The Cult of Clean Code
Don't get me wrong—readable, maintainable code is important. The problem isn't clean code itself. It's the way we've turned it into a religion.
I've watched engineers spend three days refactoring a function that works perfectly fine because it wasn't "clean enough." I've seen teams delay launches because someone decided the codebase needed to be restructured first.
Meanwhile, the competitor shipped.
What Clean Code Actually Costs
Time: Every hour spent making code "cleaner" is an hour not spent building features or fixing bugs.
Consistency: Different developers have different definitions of "clean." What one person considers elegant, another sees as over-engineered.
Paralysis: The pursuit of perfection can prevent shipping. "I'll clean this up before merging" becomes "I'll rewrite this entire module."
A Better Approach
Here's what I tell junior developers now:
1. Working code beats clean code. Ship it first. Refactor when you have real data about what matters.
2. Clean code is a tool, not a goal. Use it when it helps. Ignore it when it doesn't.

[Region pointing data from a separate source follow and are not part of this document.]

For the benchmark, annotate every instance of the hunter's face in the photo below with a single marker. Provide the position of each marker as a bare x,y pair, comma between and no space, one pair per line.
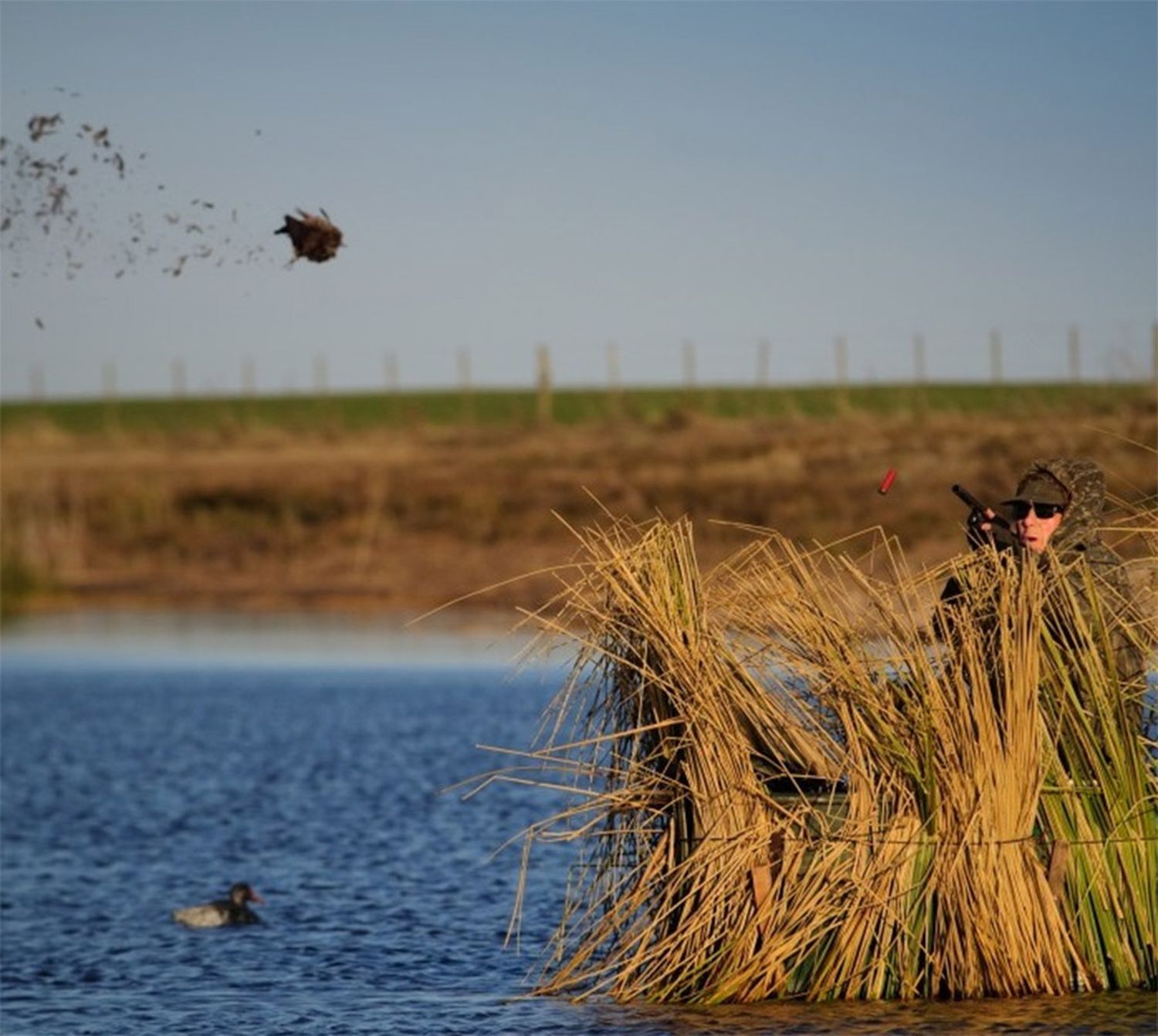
1034,531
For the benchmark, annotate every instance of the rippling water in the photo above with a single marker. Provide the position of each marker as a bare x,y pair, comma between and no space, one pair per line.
134,784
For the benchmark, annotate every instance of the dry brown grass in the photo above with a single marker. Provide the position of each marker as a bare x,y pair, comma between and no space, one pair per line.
783,788
414,518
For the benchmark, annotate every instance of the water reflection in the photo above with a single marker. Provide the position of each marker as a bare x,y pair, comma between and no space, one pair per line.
96,638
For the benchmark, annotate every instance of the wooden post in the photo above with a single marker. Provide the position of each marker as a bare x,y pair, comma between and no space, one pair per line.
841,349
764,363
109,381
1074,344
178,372
466,387
544,407
1153,351
689,364
614,387
919,372
842,363
109,388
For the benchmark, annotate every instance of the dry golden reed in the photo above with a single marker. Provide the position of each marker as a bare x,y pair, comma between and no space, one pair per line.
783,783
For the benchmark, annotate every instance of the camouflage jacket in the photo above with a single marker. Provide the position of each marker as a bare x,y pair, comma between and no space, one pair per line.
1078,554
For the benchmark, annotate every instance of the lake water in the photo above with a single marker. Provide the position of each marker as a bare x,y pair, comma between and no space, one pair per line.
148,762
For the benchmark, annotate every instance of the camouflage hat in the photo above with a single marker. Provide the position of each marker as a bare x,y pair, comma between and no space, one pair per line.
1041,488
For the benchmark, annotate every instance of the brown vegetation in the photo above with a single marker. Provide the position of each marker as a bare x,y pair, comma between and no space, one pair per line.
414,518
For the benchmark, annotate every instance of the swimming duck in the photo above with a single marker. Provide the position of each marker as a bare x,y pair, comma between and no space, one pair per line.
232,911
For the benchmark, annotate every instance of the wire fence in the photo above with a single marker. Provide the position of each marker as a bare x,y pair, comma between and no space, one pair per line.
1112,354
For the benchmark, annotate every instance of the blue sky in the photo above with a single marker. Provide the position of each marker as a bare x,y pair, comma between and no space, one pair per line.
576,174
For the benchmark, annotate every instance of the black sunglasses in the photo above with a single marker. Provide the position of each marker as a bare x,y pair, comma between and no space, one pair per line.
1021,510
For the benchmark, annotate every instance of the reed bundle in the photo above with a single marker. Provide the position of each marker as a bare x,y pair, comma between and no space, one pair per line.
801,776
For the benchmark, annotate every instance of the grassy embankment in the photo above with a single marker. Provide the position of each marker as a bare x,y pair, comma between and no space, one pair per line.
408,500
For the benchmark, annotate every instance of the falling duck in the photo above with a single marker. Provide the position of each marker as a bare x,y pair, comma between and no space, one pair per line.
220,912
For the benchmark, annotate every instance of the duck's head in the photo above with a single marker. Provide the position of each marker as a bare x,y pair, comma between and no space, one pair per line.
241,892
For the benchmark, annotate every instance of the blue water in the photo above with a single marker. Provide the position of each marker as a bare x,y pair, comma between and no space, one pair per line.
136,783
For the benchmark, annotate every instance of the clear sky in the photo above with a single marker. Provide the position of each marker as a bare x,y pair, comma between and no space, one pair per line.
576,174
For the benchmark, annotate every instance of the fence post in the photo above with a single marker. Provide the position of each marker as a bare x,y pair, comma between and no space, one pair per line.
178,374
614,388
764,373
919,372
764,357
689,364
1153,351
544,403
466,387
842,372
109,391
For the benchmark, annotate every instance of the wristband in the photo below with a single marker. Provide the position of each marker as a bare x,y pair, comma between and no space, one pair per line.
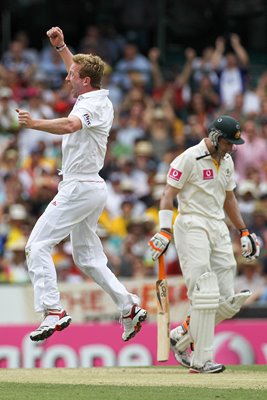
60,48
244,232
165,219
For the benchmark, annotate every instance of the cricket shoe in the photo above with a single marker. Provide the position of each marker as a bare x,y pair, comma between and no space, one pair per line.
208,368
132,322
53,321
182,357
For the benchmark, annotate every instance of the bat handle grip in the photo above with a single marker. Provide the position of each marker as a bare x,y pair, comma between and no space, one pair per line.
161,273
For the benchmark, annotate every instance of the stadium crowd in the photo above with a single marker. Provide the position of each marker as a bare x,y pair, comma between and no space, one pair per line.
159,112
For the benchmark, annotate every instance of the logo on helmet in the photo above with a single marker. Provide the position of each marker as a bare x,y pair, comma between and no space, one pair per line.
237,135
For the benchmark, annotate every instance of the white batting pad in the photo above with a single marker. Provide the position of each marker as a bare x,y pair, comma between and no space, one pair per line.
205,302
231,306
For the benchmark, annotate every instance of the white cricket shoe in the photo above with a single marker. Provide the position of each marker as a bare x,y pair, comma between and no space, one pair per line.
208,368
132,322
182,357
53,321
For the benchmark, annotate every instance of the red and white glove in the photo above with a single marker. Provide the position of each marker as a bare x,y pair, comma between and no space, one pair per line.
159,243
250,247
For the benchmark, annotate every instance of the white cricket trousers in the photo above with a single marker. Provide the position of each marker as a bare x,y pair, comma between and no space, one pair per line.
75,210
204,245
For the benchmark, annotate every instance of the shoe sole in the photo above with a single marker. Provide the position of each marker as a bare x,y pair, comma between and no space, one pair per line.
137,327
177,357
214,371
49,332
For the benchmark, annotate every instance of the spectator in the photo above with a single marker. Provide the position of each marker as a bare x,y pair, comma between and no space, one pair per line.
252,153
131,63
232,69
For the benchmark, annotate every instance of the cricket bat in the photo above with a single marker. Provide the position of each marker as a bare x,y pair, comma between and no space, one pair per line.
163,314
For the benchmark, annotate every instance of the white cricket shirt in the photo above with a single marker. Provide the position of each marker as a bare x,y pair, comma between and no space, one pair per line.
83,152
203,185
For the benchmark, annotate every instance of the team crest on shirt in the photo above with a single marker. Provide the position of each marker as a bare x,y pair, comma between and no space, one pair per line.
175,174
208,174
86,118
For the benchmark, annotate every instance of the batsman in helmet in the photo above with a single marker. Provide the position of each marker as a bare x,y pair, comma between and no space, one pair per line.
202,180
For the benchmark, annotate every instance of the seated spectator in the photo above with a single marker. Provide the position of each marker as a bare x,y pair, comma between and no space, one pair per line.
131,62
232,67
252,153
8,116
19,61
247,194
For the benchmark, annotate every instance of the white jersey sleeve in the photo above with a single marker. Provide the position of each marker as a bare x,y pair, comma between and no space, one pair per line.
180,170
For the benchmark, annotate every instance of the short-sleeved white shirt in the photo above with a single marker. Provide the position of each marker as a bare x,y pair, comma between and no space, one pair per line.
202,185
83,152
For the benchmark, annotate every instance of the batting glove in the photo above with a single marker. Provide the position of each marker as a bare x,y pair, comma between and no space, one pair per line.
159,243
250,247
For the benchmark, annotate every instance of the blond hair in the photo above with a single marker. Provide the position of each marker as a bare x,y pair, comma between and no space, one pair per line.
92,66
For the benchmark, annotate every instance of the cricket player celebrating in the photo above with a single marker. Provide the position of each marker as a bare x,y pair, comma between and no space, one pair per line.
81,197
202,178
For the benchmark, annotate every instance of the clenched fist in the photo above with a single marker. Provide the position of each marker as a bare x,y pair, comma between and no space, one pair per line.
24,118
159,243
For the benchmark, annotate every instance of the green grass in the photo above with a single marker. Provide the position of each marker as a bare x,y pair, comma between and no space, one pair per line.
228,386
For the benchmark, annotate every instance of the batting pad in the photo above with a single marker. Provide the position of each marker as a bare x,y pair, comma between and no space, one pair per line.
205,302
231,306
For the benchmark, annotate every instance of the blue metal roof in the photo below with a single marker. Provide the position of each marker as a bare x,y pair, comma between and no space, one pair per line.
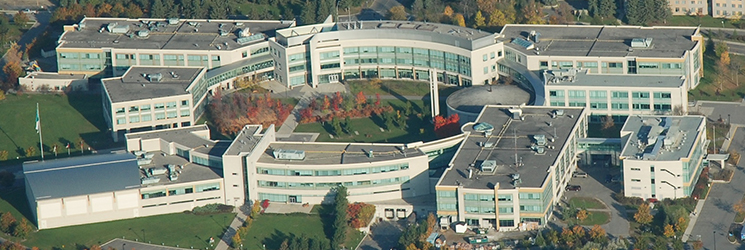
82,175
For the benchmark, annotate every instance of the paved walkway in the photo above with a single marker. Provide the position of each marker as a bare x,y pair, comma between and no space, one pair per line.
240,218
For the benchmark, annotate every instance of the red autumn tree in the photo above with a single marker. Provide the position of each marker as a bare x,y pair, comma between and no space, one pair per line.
447,127
361,100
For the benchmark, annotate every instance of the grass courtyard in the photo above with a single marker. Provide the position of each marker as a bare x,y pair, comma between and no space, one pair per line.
64,118
272,229
185,230
369,127
586,202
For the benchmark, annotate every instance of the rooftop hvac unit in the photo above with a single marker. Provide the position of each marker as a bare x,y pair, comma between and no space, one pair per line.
143,33
540,140
157,171
287,154
157,77
249,39
488,166
143,161
150,180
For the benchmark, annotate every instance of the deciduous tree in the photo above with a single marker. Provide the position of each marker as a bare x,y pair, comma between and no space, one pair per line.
582,214
643,215
6,222
479,20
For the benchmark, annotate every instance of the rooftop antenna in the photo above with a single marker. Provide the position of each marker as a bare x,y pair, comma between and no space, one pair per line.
514,135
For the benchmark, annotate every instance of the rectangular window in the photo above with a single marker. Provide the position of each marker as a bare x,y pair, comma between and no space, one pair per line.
599,105
619,106
329,55
662,95
640,95
577,93
619,94
598,94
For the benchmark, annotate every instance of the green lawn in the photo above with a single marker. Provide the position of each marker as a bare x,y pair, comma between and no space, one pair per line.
369,128
586,202
706,90
596,218
184,230
193,230
64,118
272,229
390,87
704,21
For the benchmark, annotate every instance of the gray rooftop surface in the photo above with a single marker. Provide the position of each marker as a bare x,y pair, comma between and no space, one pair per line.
82,175
473,99
246,140
181,36
603,41
404,26
582,78
185,136
652,138
50,75
338,153
134,86
534,168
190,172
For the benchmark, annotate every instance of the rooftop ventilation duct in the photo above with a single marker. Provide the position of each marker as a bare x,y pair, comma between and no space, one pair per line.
157,77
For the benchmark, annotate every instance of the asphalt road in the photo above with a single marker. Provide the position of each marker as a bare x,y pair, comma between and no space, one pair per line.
717,214
594,186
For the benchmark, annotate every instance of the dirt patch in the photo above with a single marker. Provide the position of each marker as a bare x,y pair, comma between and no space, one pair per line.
24,4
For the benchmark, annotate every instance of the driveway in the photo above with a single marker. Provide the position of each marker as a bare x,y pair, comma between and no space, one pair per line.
594,186
717,214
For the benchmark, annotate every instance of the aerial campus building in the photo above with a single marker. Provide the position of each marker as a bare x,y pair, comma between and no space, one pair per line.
602,67
662,156
177,169
512,167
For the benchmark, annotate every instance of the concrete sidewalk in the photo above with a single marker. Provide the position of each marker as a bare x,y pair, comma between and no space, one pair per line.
227,237
694,217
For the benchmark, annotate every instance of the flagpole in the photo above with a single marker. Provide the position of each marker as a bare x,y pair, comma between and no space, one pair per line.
38,123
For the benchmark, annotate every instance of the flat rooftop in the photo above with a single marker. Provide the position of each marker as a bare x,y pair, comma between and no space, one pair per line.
660,138
55,76
184,34
141,83
577,77
188,173
404,26
602,41
83,175
473,99
510,138
338,153
186,136
246,140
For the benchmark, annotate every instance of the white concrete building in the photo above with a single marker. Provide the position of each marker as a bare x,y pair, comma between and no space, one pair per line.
662,156
512,168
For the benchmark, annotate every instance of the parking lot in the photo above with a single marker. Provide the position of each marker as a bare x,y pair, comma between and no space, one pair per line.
595,185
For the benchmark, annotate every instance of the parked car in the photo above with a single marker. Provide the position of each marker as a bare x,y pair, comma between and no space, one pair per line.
579,174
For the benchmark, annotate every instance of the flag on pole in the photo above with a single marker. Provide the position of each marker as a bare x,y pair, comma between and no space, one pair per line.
38,122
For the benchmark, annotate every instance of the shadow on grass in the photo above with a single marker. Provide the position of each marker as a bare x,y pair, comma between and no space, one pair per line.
16,197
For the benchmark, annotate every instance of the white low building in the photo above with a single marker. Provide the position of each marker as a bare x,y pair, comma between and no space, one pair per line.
662,156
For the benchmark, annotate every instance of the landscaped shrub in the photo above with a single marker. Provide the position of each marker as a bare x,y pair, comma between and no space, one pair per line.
627,201
214,208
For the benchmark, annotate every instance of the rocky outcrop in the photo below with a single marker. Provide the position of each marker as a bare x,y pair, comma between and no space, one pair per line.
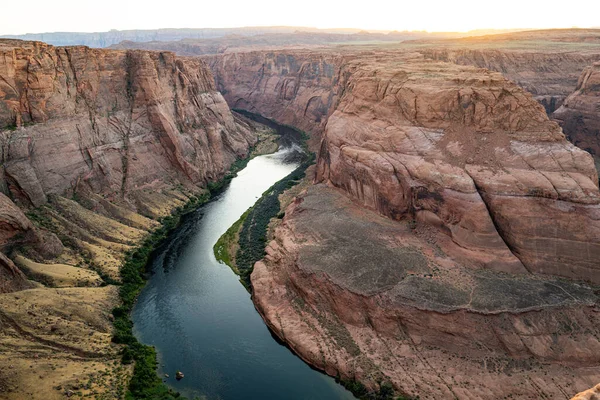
549,75
579,116
590,394
95,145
116,121
486,203
297,88
365,298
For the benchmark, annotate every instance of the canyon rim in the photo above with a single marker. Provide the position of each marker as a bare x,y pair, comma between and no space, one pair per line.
445,244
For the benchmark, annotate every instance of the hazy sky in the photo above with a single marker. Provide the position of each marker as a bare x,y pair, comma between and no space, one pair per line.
432,15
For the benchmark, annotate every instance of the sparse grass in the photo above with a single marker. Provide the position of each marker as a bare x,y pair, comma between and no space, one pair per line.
252,227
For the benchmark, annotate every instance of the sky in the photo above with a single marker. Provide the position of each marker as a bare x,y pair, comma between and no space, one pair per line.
431,15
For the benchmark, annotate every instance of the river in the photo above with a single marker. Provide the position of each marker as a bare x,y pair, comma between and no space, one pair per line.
202,321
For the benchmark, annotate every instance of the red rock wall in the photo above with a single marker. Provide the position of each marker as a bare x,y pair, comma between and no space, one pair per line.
579,116
117,121
460,147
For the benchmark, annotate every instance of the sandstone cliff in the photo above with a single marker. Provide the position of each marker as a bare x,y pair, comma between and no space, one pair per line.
579,116
549,75
455,293
95,146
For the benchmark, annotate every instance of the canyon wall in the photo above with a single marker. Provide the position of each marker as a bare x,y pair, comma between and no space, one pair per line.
550,76
96,146
297,88
115,121
579,115
485,203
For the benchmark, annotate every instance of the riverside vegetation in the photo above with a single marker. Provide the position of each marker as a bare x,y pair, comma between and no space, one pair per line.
145,382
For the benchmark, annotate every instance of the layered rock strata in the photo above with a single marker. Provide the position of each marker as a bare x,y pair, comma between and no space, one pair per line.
429,254
579,116
96,145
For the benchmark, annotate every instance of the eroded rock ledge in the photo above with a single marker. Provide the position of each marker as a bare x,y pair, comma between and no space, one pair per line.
367,298
458,209
95,147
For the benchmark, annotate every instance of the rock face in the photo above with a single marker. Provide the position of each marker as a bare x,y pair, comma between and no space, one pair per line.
590,394
95,144
363,297
579,116
546,63
549,76
428,255
15,228
115,121
297,88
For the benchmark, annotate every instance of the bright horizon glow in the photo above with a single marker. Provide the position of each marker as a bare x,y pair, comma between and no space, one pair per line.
42,16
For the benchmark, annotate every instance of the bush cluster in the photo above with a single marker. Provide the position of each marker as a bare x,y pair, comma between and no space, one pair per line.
253,235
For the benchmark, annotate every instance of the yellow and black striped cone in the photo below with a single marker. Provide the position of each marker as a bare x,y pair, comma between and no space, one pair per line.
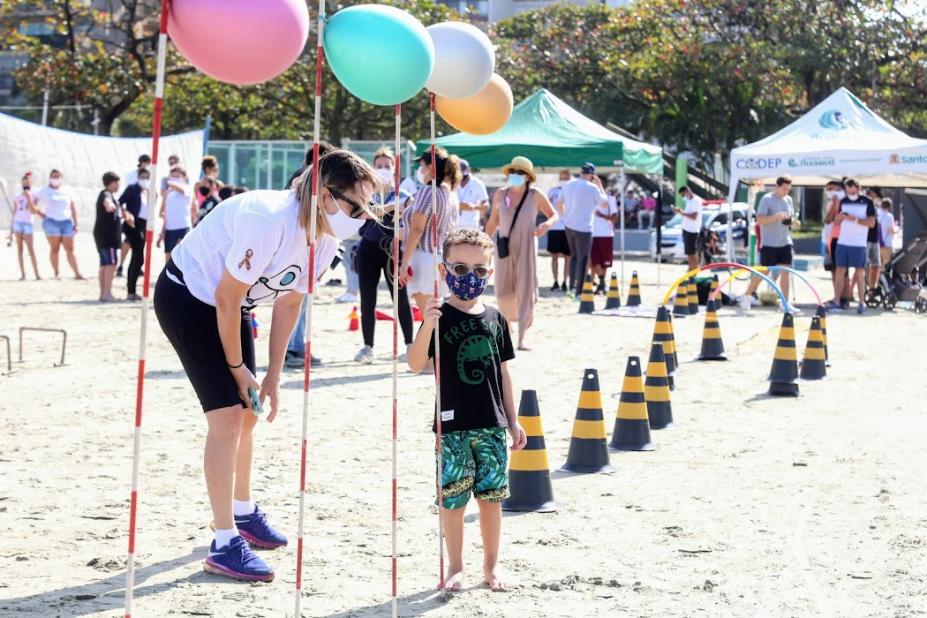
681,302
712,345
613,298
588,449
783,377
634,293
632,424
692,293
656,390
813,364
821,313
587,298
529,470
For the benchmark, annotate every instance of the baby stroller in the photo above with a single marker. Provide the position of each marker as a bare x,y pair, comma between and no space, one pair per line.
902,278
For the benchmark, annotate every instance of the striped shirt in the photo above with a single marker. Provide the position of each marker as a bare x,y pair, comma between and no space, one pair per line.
447,207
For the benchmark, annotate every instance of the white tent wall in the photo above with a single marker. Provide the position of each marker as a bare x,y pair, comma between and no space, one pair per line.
81,158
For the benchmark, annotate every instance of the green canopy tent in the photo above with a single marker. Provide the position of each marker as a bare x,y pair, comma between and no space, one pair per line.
552,134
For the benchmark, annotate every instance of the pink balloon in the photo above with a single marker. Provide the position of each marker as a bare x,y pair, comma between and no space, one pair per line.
239,41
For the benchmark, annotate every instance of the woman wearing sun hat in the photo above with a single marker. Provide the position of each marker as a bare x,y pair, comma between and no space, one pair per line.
514,212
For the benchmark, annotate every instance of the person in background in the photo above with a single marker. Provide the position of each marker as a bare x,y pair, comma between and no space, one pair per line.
647,211
691,224
374,258
886,221
579,200
417,267
59,214
135,200
107,233
210,197
857,214
144,163
472,197
557,244
22,229
178,210
172,162
776,216
873,254
603,240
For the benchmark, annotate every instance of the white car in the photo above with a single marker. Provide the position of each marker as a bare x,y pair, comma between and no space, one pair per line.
714,217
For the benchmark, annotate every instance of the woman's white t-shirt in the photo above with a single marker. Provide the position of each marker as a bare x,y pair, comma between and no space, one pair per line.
257,238
177,210
55,203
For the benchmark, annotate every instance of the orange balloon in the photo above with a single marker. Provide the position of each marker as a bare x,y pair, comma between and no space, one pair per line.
485,112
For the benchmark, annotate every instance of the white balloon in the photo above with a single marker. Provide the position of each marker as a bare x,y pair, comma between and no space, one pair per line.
464,60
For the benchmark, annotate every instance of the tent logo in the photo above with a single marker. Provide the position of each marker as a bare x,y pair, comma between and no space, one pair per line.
834,120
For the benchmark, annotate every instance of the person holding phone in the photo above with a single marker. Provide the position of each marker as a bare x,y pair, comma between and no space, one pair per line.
252,250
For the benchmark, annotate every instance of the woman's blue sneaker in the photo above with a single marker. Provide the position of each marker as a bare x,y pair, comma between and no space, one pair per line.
238,561
255,529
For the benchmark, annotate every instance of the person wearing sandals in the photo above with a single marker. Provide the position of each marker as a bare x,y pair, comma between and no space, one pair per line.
515,210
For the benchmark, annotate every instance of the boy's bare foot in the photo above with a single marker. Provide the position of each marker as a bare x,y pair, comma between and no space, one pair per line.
454,581
494,580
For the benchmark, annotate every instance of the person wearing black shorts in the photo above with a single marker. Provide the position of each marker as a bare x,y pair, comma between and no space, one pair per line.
253,250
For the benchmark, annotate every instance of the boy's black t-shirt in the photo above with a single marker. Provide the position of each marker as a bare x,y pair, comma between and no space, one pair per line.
473,348
107,228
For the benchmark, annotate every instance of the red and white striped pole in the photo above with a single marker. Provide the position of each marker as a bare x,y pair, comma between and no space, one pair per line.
438,449
313,230
397,217
146,289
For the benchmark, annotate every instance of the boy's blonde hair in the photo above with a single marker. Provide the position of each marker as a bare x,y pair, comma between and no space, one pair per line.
468,236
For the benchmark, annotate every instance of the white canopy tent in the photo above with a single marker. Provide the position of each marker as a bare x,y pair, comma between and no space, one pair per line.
839,137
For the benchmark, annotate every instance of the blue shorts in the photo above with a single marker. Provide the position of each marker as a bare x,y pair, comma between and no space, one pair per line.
21,227
54,227
850,257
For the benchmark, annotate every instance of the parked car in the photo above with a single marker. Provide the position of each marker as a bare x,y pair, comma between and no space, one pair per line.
714,219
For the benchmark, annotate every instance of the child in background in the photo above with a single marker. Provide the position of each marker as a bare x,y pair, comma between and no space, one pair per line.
23,209
477,402
107,233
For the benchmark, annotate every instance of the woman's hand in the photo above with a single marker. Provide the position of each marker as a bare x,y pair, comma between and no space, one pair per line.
270,388
244,380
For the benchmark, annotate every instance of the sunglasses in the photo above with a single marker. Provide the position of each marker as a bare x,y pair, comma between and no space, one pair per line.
356,209
460,269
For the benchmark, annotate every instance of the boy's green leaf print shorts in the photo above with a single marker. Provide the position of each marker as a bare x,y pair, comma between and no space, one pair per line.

3. The best code is code that doesn't need to exist. Before writing anything, ask: can I solve this with less code? Can I delete something?
4. Optimize for understanding, not aesthetics. A slightly "ugly" function with good comments beats a beautiful abstraction that nobody can follow.
The Real Skill
The best engineers I know aren't the ones who write the cleanest code. They're the ones who know when clean code matters and when it doesn't.
Sometimes you need a beautifully architected system. Sometimes you need a hacky script that solves the problem right now.
Knowing the difference? That's the real skill.